For the five Canadian mining companies currently developing gold and critical mineral concessions in Region 7, collectively representing billions of dollars in committed capital, the Morris ruling is both a legal obligation and a strategic signal. Those that treat it as an obstacle will face the litigation exposure Justice Morris-Ramlall’s ruling was designed to create. Those that treat it as a governance standard will find that full Scope 3 compliance strengthens rather than delays their operating position in Guyana.
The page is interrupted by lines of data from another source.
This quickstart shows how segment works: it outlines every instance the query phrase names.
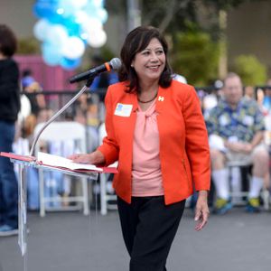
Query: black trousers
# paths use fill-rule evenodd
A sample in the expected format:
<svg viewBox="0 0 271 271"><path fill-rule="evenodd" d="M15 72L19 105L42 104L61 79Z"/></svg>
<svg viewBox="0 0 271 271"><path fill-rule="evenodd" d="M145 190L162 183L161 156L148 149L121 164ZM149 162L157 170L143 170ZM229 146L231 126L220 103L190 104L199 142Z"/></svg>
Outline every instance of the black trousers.
<svg viewBox="0 0 271 271"><path fill-rule="evenodd" d="M119 197L117 207L130 271L165 271L166 258L185 207L185 200L164 204L164 196Z"/></svg>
Canada has historically distinguished its mining sector on the basis of ESG performance, indigenous community engagement, and environmental rigour. The Morris ruling does not raise the bar beyond what responsible Canadian operators are already capable of meeting. It raises the bar beyond what less rigorous competitors, including state-backed operations, can easily match. That is a competitive advantage for Canadian capital, provided Canadian companies move to meet the standard now.
Guyana’s governance institutions are developing rapidly, and the judiciary is demonstrating both the independence and the competence to enforce standards that the executive branch has been slow to codify. The Morris precedent should be read alongside the Kissoon ruling on insurance as evidence of a maturing legal environment that rewards disciplined operators and exposes those who rely on regulatory convenience.
Guyana’s resource governance trajectory is moving in the right direction. The question is whether the international operators currently in the country are moving with it.